Çocukken, dinlediklerimi paylaşabildiğim bir arkadaş çevrem vardı ne iyi ki. Bütün gün müzik dinlediğimiz ve bıkıp usanmadan müzik üzerine konuştuğumuz olurdu. Aramızda kız olmadığı için, Pink Floyd’ta Richard Wright mı yoksa David Gilmour mı daha yakışıklı emin olamazdık ama kendi aramızda Roger Watersçı ve David Gilmourcı olarak ikiye ayrılmıştık. Ben Waters’ın tarafındaydım. Müziğin güzelliği bir yana, Waters’ın bunalımlarıyla, yüz binlerce genç gibi ben de özdeşleşir ve “trip”lere girerdim. Üstüne bir de filmini seyredince ipler tamamen koptu ve Pink Floyd hayatımın bir parçası oldu. Sonra bir ara David Gilmourcı olur gibi oldum, ve en sonunda dengeyi buldum. Triplerin üzerinden onlarca yıl geçtikten sonra Waters’ı İstanbul’da sahnede (iki defa) izleyebilmek büyük mutluluktu elbette. Sarhoş edici bir mutluluk...
The Wall’ın filmini işaret ederek, ödünç vererek, seyrettirerek kaç kişinin hayatını “olumlu” yönde etkilemişimdir bilmiyorum ama kabahat bende değil. Çünkü “Dıvar,” gerçekten de herkesin hayatında mutlaka var olan bir şeyin, kayıp duygusunun ve bıraktığı etkilerin altını çizerek insanlara ulaşıyor ve üzerinden 34 yıl geçtikten sonra da ulaşmaya devam ediyor, edecek.
Kaynaklar beni yanıltmıyorsa, The Wall, en çok satan albümler listesinde beşinci sırada yer alıyor. Net rakam belli değil ama 36-48 milyon arasında bir satışa ulaşmış görünüyor. Çıktığı günden bugüne The Wall hiç ama hiç gündemden düşmedi.
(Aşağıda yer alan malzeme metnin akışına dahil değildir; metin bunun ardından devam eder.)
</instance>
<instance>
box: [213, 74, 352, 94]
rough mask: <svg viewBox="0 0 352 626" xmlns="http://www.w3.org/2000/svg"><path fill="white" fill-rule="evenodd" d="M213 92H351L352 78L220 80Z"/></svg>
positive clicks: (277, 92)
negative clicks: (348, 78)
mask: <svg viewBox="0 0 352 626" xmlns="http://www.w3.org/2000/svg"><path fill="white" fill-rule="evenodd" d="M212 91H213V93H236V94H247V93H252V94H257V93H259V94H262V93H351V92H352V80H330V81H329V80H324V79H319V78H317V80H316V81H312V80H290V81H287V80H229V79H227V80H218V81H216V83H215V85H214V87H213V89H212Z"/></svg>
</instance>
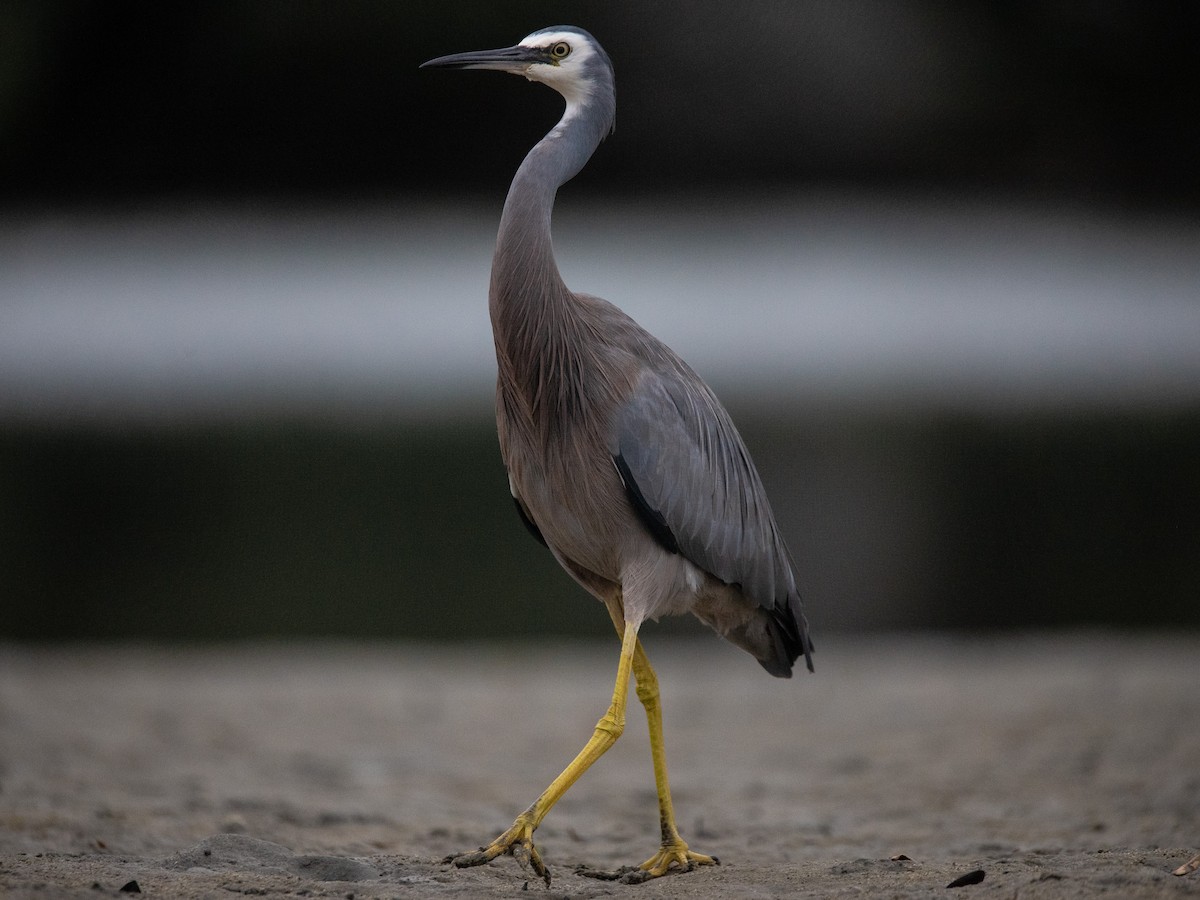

Ve şimdi, Waters’ın 2010’dan 2013’e kadar süren 219 konserlik The Wall turnesinin belgeseli, ya da bir başka deyişle konser filmi gündemde. Ancak sahne arkası kayıtları, röportajlar, arşivden özel parçalar da filmin içeriğini zenginleştirerek sadece “konser filmi” olmanın ötesine geçiyor.
Kayıpların öyküsü
The Wall albümü, Roger Waters’ın 31 yaşında savaşta ölen babasının ardından yaşadıklarının ve hissettiklerinin dışavurumu olarak özetlenebilir. Hüzün, içe kapanış, izolasyon, yalnızlık, bunalım, arayış, hayal kırıklığı ve öfke gibi duyguların karmaşasından oluşuyor. The Wall’un gündemdeki belgesele konu olan turnesi ise, teknoloji ve sahne performansı aracılığıyla bu kayıp duygusunu adeta güncelleyip bugüne taşıyarak, insanlara ulaşmıştı. Unutmak ne mümkün, İstanbul konserinde, sahnedeki dev projeksiyonda Ali İsmail Korkmaz, Abdullah Cömert, Ethem Sarısülük, Mehmet Ayvalıtaş, komiser Mustafa Sarı’nın resimlerini de görebilmiştik.
Roger Waters The Wall filmi, müzikal boyutunun yanında, kişisel bölümler de içeriyor. Babasının savaşta İtalya’daki Anzio sahilinde (18 Şubat 1944’te, kendisi henüz beş aylıkken) öldüğünü bilse de, bedeni bulunmadığından (ve belki de kendini hazır hissetmediğinden) daha önce hiç oraya gitmemiş olan Waters’ın ilk defa Anzio’ya gidiş yolculuğu da filmde var.
Yakın bir gelecekte ise Roger Waters’tan yepyeni şeyler duyabiliriz. Bir “radyo oyunu”ndan söz ediliyor örneğin. Bir yandan da anılarını yazmaya başladığını ve bir buçuk yaşındayken Cambridge’e taşınmalarını anlatan bir bölümü bitirdiğini söylüyor ama oradan derli toplu bir şeyler çıkar mı bilinmez. Göreceğiz...
The Wall’den dört yıl sonra Pink Floyd, The Final Cut albümünü çıkarmıştı. Waters’ın babasına ithaf ettiği bu savaş karşıtı albümün son dizeleriyle bu yazıyı bitirebilirim ben de: “En sonunda anlıyorum/ Azınlığın duygularını/ Küller ve elmaslar/ Düşman ve dost/ Nihayetinde eşitiz hepimiz.”